No livro da história de Jundiaí, uma de suas páginas mais marcantes, de nosso maior orgulho, está o notável registro do 12º Grupo de Artilharia de Campanha, o tão querido 12º GAC.

Suas origens remontam ao ano de 1919. Sua saga gloriosa data participações memoráveis já nos primeiros anos de existência. Em 1924 e 1930 participou do movimento revolucionário com baterias na 2ª Brigada de Artilharia, Campinas e Quitaúna, na Capela de Ribeira. Tomou parte da revolução Constitucionalista de 32, recebendo homenagem do povo jundiaiense. Esteve em Laguna, operando nos estados do Paraná e Santa Catarina, restabelecendo a autoridade constituída por movimento surgido no sul do País.

Na revolução de 64, realizou sua maior façanha, marchando 450 km numa só jornada, para reforçar a 5ª região militar.

Sua bandeira ostenta a Medalha Constitucionalista e em 1997 recebeu a insígnia de bandeira da Ordem do Mérito Militar, a mais elevada distinção honorífica do Exercito Brasileiro.



No sábado (1º), retornam ao berço da brasilidade os reservistas, durante a 21ª Volta à Caserna.

Estes orgulhosos reservistas desfilaram novamente em frente à Casa principal. E quando o comandante Ten. Cel Carlos Henrique Silva Martins, ao compasso da banda liderada pelo Sr. Benami Tavares, acompanhado de Luiz Valle (classe 1936) e Luiz Botelho Filho (classe 1939), tremulou a céu aberto o auriverde pendão, não se conteve tamanha emoção ao que já se chamou carinhosamente de “mar de cabelos grisalhos”.

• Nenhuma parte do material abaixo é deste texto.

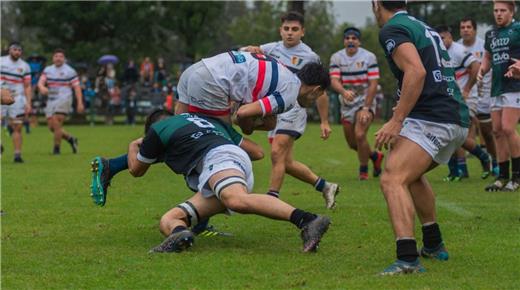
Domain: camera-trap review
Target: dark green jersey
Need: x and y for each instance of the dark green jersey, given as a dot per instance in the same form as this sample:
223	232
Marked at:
503	44
440	100
183	140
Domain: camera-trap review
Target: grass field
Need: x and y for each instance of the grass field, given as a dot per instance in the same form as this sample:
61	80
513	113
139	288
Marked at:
54	237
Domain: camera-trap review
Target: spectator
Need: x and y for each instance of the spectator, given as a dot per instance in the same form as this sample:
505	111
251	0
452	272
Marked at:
131	75
147	72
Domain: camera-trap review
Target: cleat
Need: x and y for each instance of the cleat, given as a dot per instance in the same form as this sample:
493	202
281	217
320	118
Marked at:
512	185
440	253
100	180
329	194
312	233
176	242
74	144
497	185
377	164
401	267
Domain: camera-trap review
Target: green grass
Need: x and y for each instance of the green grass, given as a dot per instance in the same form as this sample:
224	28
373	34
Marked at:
53	236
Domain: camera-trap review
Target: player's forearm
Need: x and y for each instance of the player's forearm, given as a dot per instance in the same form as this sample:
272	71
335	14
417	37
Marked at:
322	103
371	93
412	85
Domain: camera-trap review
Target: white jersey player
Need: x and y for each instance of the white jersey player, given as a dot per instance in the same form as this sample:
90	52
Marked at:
354	73
57	82
16	77
294	54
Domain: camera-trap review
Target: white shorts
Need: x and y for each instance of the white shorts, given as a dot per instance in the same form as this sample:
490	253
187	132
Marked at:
290	123
198	89
16	109
439	140
507	100
349	110
222	158
58	106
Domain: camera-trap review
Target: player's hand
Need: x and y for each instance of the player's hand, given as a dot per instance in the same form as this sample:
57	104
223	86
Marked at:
43	91
364	116
252	49
80	108
387	135
348	96
325	130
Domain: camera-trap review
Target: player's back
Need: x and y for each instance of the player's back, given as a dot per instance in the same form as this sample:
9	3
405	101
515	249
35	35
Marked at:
248	77
440	100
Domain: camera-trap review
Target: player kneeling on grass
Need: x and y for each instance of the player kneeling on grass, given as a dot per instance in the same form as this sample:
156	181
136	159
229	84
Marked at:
220	171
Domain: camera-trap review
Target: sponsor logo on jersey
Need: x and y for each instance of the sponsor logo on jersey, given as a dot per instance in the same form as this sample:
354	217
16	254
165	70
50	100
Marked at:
390	44
296	61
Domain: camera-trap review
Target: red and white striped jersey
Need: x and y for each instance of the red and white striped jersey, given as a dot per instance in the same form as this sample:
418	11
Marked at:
461	59
60	81
14	74
248	77
354	71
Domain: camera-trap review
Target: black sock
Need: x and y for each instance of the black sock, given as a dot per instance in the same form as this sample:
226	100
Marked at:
407	250
431	236
179	229
515	164
273	193
301	218
504	169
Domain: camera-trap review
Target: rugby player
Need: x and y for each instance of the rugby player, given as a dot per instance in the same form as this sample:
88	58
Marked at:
16	77
294	54
429	123
354	73
502	44
57	82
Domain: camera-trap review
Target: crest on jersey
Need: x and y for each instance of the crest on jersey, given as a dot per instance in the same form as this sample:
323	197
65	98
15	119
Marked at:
296	61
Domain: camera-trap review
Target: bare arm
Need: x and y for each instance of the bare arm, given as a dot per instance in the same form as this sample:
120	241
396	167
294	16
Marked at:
136	167
407	59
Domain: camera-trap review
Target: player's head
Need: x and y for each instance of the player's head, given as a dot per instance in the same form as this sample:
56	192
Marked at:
503	12
445	33
58	57
384	10
15	50
351	39
155	116
292	28
315	80
468	29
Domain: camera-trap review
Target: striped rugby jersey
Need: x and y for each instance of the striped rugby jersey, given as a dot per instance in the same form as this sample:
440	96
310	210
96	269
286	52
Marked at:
294	58
354	71
248	77
14	74
460	61
60	81
477	49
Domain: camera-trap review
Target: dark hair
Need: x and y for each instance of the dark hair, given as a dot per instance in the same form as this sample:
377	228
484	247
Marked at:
293	16
352	30
313	74
59	50
442	28
155	116
473	22
393	5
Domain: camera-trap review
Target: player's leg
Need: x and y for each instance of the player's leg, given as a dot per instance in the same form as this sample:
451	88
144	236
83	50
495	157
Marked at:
16	124
280	148
510	118
406	163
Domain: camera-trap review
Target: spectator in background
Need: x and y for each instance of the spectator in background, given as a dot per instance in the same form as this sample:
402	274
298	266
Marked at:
131	106
147	71
131	74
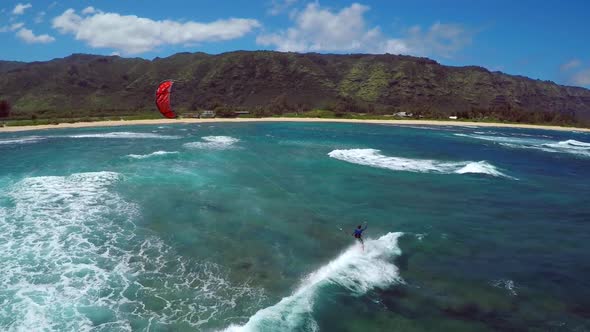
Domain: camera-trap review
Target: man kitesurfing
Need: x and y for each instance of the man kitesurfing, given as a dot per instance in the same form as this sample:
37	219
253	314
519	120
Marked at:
358	234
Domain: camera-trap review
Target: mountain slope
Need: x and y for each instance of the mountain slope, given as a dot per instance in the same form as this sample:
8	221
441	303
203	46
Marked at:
374	83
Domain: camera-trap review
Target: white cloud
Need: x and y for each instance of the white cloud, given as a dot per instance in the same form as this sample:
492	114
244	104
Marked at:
131	34
89	10
12	27
279	6
582	78
574	63
30	38
20	8
319	29
40	17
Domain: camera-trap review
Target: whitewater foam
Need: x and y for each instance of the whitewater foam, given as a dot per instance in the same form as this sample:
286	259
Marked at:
373	158
153	154
71	253
568	146
356	271
125	135
23	140
213	143
505	284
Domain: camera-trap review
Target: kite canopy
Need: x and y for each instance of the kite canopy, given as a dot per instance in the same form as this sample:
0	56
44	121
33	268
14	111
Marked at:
163	99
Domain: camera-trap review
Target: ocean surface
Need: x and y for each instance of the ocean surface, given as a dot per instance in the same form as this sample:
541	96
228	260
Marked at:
246	227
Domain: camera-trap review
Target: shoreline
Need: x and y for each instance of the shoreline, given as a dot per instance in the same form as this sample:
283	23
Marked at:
110	123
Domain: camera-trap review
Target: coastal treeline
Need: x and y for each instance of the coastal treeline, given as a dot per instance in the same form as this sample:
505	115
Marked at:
268	83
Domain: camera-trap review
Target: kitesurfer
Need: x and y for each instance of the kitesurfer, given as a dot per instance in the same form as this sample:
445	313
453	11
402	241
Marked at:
358	234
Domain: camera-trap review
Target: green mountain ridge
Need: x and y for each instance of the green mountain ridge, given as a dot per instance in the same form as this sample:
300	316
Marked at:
83	84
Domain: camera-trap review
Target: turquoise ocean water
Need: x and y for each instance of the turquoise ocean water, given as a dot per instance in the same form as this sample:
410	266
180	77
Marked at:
246	227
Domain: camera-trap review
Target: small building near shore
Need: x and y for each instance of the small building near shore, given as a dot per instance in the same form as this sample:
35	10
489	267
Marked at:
207	114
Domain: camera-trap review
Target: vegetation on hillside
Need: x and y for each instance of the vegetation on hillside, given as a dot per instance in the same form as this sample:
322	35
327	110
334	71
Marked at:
273	83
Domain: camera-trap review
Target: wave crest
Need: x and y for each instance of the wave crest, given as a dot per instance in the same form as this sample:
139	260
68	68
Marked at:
373	158
213	143
354	270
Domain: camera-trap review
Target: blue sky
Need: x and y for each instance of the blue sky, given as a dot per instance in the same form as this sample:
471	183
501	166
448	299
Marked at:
545	40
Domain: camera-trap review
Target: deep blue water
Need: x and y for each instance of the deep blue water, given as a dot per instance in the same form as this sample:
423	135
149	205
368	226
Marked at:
238	226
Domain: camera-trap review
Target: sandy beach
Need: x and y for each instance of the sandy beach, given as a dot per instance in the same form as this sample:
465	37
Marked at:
218	120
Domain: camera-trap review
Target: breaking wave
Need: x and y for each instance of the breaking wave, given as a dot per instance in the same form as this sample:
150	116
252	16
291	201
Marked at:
213	143
72	260
373	158
355	271
23	140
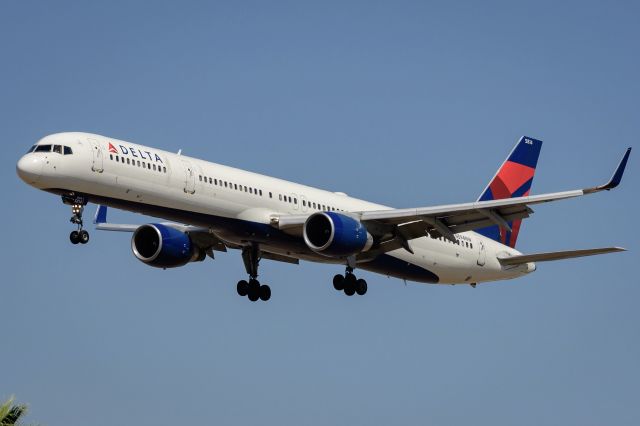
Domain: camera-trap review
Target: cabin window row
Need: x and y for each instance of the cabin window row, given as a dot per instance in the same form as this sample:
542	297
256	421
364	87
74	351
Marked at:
310	204
138	163
229	185
59	149
462	243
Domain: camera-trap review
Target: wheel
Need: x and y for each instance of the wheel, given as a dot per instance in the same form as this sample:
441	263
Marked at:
242	288
361	287
84	237
254	290
349	289
265	293
338	282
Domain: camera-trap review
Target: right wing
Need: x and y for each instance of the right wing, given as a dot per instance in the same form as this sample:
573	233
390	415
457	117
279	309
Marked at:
393	228
555	255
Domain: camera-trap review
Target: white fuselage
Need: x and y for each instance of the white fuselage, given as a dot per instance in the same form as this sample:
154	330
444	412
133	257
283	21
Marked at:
137	178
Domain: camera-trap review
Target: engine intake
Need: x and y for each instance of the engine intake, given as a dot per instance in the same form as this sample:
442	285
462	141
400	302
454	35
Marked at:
164	247
336	235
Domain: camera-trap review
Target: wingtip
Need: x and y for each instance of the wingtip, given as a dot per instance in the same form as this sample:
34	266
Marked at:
616	178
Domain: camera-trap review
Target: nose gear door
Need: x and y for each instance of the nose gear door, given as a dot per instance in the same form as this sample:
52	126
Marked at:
97	164
190	178
482	254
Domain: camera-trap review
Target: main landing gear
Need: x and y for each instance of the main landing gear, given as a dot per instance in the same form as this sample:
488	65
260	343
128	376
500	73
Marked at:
77	207
349	283
252	289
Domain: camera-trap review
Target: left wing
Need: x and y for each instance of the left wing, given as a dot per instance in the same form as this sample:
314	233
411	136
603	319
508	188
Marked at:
395	227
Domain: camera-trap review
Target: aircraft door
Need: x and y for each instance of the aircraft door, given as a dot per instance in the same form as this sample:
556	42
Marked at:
189	177
482	254
97	164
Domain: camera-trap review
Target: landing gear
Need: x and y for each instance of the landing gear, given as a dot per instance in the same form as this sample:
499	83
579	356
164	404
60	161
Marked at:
252	288
80	236
77	207
349	283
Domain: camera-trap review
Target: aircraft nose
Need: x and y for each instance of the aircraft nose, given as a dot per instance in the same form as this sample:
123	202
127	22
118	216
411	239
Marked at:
29	168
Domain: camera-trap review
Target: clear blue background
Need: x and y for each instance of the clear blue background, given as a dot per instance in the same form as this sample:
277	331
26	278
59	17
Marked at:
403	103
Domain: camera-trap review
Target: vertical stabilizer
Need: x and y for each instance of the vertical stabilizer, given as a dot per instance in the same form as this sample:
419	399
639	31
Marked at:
513	179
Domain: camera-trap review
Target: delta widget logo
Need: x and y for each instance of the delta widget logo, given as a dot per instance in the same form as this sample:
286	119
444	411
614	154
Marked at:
134	152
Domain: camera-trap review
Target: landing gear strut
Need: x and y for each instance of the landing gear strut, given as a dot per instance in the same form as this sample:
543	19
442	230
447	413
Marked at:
349	283
77	207
252	289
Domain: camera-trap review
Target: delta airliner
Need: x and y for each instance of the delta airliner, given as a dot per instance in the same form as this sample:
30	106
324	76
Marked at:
211	207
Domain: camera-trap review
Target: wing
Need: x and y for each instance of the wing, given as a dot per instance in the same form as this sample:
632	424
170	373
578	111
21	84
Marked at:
555	255
394	228
202	237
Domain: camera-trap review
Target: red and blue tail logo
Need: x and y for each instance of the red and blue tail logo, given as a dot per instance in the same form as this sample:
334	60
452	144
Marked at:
513	179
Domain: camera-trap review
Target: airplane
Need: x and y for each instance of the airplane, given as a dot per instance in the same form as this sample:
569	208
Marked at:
212	207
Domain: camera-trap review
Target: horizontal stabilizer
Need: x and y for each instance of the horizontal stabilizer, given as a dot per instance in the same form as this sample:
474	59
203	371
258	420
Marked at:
555	255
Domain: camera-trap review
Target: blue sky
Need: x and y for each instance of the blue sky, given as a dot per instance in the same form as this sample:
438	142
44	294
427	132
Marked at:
403	103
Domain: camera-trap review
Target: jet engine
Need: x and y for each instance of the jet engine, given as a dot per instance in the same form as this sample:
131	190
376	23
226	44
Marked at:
336	235
164	247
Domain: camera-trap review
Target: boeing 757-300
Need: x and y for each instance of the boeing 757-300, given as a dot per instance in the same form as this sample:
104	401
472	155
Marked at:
210	207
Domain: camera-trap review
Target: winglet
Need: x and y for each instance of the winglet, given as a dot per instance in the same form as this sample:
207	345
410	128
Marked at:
101	215
615	179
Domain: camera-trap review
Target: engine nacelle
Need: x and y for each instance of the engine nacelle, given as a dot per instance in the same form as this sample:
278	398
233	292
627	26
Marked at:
336	235
164	247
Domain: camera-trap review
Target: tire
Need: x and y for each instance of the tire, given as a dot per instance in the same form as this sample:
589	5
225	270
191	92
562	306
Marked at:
242	288
265	293
349	289
338	282
361	287
254	294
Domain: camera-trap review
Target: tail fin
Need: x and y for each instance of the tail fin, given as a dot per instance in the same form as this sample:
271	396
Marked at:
513	179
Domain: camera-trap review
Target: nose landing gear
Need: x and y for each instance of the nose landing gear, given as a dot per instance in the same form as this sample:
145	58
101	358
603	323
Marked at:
349	283
77	207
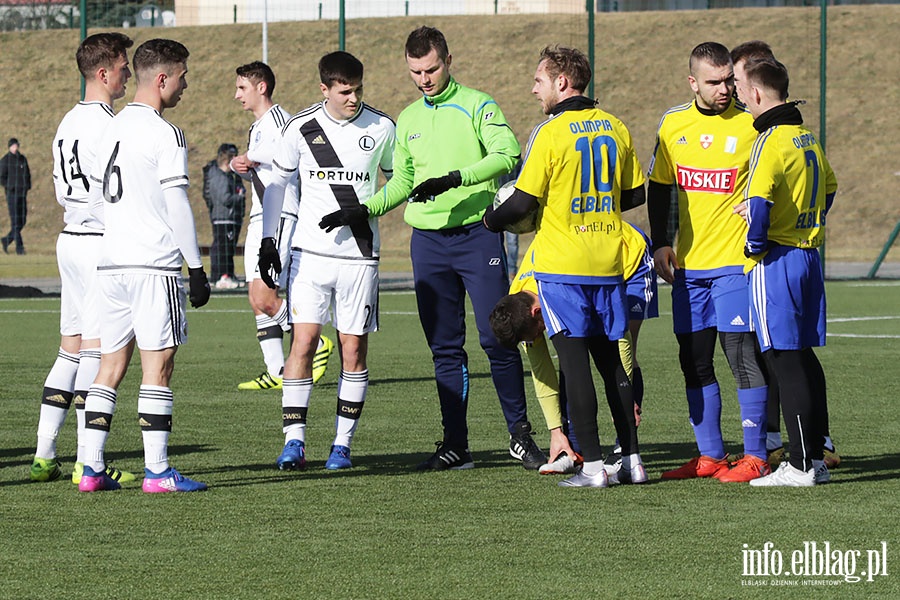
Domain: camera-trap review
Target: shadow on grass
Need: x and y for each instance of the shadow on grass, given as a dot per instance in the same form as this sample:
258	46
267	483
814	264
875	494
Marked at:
430	378
67	461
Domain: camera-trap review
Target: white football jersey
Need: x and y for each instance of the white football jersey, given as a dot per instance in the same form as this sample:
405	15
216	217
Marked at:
139	156
263	138
337	165
74	151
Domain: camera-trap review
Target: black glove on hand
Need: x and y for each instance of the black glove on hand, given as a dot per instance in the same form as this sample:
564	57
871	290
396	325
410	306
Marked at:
435	186
269	261
345	216
199	285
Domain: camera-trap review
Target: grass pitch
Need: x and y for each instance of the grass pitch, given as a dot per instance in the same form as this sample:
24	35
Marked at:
382	530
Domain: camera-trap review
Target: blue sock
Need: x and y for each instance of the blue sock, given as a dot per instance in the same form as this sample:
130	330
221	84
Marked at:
705	406
753	420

Algumas doces lembranças sempre são buscadas na memória... O corte de cabelo ‘reco”. A primeira marcha carregando mochila e fuzil. O primeiro acampamento; dormir no mato. O treinamento à noite. A saudosa “baixa”. O coturno reluzente, companheiro do cotidiano. A vistoria, feita todos os dias, para sair do quartel. A barba feita, farda limpa, o “rango”, a generosa comida - arroz, feijão, salada, carne cozida no molho com batata e pão. A elegante farda verde oliva e o ajeitado quepe. Ah! o primeiro soldo.

Ao vê-los, companheiros, caros reservistas, neste encontro memorável, acredita-se no nosso maior triunfo, o triunfo da democracia. O respeito ao nivelamento das classes sociais. A ordem, a disciplina, a coesão. A educação cívica.



Quero dedicar a coluna de hoje, a esta valorosa comissão organizadora do evento, ao incansável Renato De Sordi (classe 44). Quero no brilho da festa dar um abraço afetuoso ao amigo e mestre Roque José Agostinho.

A Caserna companheiros é o filtro admirável, onde os homens se depuram e se apuram, e nos fazem acreditar que o sentimento de brasilidade jamais será esquecido. Somos filhos da Caserna, somos filhos da Pátria.